Betrayed by Magic (The Baine Chronicles #5)(64)
“Well, I guess Haman probably didn’t stay in Ballos’s house the whole time,” I said dryly, “or he never would have met my mother.”
“No, I imagine not,” Janta agreed with a sigh. She pushed her spectacles up her nose, then flipped over several notes of research until she came upon a photograph of a man who resembled Coman. He had thick, curling dark hair that brushed his broad shoulders, and his handsome, aristocratic features shared the shape of my eyes and my full mouth. He wore some kind of ceremonial robe with a thick chain across his chest, and looked as though everything he surveyed belonged to him. Smug bastard. So this was supposed to be my father? I wanted to deny it, but the resemblance was unmistakable.

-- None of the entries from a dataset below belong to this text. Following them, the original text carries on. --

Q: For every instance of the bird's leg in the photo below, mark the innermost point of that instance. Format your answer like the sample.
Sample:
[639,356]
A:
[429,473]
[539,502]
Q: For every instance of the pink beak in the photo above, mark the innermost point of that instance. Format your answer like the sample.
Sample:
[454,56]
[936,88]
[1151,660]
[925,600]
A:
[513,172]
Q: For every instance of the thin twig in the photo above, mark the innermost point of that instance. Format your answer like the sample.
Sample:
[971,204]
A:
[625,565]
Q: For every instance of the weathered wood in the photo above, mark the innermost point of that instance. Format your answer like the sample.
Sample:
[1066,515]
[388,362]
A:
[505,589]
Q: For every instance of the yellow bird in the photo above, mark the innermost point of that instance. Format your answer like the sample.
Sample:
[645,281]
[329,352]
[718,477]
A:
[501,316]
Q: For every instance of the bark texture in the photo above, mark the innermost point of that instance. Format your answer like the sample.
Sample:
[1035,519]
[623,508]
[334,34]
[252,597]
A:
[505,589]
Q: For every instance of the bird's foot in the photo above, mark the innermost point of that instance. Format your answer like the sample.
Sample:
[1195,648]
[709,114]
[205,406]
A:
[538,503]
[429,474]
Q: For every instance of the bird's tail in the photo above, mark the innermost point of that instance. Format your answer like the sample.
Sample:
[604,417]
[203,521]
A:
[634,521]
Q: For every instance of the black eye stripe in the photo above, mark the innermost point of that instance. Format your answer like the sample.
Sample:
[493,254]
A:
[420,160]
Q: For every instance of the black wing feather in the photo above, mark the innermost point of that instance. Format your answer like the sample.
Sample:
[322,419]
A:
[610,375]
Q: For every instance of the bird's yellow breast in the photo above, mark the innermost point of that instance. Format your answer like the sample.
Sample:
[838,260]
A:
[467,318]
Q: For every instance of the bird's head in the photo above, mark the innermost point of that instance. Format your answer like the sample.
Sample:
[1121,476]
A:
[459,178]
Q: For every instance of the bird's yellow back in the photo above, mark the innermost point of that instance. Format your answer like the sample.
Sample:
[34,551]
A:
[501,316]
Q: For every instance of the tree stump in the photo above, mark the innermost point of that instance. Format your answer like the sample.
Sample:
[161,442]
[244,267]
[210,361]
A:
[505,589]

Janta did not notice my reaction. “Ballos cannot have been very stimulating company for a comparatively young mage, used to exclusive parties and entertainments. And perhaps Haman enjoyed the anonymity of a foreign place where nobody knew his ancestry, where he thought he could let his hair down safely.”

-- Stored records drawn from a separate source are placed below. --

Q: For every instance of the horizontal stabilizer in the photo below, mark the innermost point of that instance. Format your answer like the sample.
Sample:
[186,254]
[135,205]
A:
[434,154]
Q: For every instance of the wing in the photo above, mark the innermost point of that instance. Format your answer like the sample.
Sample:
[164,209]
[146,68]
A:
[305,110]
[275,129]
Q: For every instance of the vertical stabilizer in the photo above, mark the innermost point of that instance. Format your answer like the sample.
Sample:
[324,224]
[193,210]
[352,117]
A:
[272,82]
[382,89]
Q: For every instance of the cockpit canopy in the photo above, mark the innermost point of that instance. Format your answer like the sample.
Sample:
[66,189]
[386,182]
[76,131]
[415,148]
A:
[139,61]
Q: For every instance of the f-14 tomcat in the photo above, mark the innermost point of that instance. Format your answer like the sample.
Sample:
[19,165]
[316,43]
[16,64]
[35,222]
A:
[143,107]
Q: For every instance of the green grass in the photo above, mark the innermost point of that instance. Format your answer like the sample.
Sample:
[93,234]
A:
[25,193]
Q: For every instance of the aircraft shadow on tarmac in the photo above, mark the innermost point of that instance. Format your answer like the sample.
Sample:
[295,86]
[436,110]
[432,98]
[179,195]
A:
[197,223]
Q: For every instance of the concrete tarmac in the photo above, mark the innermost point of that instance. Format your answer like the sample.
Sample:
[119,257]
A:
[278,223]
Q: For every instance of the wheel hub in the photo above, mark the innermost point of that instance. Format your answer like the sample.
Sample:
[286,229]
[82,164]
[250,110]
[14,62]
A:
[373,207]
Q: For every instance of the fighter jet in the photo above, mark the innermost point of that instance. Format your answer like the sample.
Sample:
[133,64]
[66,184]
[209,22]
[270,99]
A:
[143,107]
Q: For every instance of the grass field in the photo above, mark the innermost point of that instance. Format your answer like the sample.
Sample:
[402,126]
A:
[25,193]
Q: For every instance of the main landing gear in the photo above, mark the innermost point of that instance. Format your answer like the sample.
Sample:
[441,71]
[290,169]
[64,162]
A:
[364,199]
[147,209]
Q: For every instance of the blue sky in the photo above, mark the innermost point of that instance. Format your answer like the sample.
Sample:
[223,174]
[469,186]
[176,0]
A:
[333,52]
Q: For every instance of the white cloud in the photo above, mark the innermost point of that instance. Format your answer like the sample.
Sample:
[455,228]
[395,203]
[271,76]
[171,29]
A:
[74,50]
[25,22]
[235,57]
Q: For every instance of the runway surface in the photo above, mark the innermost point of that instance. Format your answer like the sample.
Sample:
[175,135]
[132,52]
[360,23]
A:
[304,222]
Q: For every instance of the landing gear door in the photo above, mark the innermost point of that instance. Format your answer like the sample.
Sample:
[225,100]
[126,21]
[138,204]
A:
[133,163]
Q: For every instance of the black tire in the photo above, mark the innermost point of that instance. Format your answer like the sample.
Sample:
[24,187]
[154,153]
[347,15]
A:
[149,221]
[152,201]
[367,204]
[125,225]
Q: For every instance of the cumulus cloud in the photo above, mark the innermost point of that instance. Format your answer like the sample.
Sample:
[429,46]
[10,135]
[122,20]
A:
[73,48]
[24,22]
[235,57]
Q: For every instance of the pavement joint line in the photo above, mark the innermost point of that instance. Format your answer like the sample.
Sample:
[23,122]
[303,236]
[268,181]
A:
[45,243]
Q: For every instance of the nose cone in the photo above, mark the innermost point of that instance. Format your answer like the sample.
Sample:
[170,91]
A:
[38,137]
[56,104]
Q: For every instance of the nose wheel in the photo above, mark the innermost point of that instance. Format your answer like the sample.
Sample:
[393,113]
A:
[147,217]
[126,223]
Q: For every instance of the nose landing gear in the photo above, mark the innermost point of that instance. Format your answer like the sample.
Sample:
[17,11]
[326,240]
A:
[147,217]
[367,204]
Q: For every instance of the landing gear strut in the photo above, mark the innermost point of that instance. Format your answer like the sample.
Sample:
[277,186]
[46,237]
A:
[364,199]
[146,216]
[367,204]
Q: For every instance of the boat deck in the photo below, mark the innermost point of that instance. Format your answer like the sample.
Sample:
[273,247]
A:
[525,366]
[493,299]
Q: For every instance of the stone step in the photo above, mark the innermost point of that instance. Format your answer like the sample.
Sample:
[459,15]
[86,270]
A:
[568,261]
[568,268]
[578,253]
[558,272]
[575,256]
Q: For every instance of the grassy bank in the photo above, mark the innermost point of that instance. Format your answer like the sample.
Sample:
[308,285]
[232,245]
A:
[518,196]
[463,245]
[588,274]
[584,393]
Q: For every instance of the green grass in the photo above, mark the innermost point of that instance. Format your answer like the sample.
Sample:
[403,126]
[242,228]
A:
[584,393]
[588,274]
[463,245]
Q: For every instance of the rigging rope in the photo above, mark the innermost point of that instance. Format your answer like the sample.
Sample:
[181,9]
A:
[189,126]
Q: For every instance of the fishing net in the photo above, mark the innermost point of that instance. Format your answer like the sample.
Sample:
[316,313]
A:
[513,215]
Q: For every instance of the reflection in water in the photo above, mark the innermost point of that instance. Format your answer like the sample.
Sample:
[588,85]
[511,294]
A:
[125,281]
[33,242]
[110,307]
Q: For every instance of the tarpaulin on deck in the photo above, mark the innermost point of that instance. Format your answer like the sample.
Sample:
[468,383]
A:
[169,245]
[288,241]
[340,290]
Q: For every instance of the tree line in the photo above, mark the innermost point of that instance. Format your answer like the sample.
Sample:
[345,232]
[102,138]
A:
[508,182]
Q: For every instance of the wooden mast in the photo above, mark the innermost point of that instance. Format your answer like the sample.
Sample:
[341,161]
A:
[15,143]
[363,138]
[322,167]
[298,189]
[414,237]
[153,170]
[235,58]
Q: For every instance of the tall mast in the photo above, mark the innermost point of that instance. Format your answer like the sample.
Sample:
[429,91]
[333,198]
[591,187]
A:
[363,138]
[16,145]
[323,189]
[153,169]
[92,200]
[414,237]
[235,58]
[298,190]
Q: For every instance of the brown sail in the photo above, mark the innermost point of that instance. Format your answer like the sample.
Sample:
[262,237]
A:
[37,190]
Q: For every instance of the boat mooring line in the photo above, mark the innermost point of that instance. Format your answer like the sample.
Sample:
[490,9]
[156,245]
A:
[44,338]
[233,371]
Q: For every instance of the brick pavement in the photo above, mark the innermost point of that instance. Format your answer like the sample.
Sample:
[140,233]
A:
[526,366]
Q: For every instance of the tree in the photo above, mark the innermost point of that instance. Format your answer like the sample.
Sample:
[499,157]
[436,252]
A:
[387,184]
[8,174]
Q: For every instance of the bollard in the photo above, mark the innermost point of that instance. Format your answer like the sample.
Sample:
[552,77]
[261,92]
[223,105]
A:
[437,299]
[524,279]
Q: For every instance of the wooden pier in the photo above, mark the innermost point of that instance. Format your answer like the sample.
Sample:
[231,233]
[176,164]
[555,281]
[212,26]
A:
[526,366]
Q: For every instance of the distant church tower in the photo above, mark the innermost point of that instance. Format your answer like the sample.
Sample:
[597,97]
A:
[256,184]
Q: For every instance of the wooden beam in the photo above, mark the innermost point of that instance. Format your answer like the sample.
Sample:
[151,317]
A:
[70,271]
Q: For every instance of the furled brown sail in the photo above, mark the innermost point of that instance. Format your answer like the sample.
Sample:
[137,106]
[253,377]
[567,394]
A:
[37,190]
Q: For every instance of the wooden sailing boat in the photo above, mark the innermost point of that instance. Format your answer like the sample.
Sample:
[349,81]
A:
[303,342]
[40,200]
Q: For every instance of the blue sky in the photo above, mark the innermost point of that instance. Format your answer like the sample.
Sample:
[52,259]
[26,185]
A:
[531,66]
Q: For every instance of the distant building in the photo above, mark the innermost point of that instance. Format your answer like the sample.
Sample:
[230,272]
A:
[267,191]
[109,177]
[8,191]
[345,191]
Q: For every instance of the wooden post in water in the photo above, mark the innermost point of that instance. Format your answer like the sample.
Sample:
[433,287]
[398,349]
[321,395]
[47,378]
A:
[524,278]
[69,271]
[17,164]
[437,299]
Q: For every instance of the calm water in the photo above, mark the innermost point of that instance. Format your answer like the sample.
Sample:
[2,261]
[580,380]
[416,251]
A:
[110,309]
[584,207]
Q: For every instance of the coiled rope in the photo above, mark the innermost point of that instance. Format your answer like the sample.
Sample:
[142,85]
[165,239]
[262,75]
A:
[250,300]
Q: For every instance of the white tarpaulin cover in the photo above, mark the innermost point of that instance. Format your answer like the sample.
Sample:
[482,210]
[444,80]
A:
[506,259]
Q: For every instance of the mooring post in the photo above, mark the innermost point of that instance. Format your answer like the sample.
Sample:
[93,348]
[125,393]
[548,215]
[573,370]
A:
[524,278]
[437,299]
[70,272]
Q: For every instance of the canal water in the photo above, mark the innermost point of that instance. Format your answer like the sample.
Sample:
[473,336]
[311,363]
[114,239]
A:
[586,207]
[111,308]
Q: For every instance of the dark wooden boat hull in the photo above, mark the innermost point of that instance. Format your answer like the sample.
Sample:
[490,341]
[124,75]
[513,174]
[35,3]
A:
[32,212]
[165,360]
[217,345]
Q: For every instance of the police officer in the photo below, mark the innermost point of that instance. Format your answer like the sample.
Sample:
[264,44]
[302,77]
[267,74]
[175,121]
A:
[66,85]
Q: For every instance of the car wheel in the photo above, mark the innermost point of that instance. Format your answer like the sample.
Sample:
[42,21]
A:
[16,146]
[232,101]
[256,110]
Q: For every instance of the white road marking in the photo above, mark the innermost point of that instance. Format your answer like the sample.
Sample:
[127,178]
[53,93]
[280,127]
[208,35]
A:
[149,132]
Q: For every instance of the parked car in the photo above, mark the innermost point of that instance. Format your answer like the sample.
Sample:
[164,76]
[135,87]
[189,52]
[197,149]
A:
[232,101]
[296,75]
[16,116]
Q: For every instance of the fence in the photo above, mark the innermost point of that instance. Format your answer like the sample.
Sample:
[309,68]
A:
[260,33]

Yeah, I could imagine that.
“I surmise that your father visited Rowanville during his stay here, as many tourists do. The experience must have been especially exotic for him, as there are no shifters in Castalis.”
That shocked me. “What—none at all?”
“There never were all that many, and one of Haman’s ancestors, the High Mage of that time, drove them from the country about two hundred years ago. They were given one week to leave, taking only what they could carry. It is in all the Castalian history books.”
“No wonder none wanted to go back,” I muttered. Already, I hated the whole f*cking ar’Rhea family.
“It is said the edict was issued in anger at an affair of his daughter with a shifter. The daughter was also exiled.”
My cheeks burned hot with anger, and it was all I could to do hold my tongue. Somehow, this knowledge made Haman’s affair with my mother even worse.
“Be that as it may,” Janta said briskly, after clearing her throat, “Haman must have run into your mother somehow, then engaged in an affair. There is no way to prettify it—his actions were most reprehensible.”
“Affairs between consenting adults are common enough,” I admitted reluctantly. I was definitely not entitled to cast the first stone there, and my mother had been older than Haman. But the fact that he’d abandoned me, his child…
“Yes, but what makes it so dishonorable,” Janta lowered her voice, “is not the affair as such, but that he was engaged at the time.”
“What?” I leaned forward, gripping the arms of my chair tightly. I’d known it was highly likely that my father had a family of his own by now, but the idea that he’d dallied with my mother when he’d been promised to another stung. “He had a fiancée?”
“Indeed,” Janta confirmed, disapproval clear in her voice. “As you are aware, betrothals between mages are an extremely serious matter, and even more so in his case. His bride, and current wife, was the daughter of the former High Mage of Castalis. For the last ten years, Haman himself has held that office. Those two families have more or less monopolized the power in Castalis for several centuries.”
I snorted—I could easily see how the other mages in Castalis chafed under that cozy arrangement, not to speak of the humans.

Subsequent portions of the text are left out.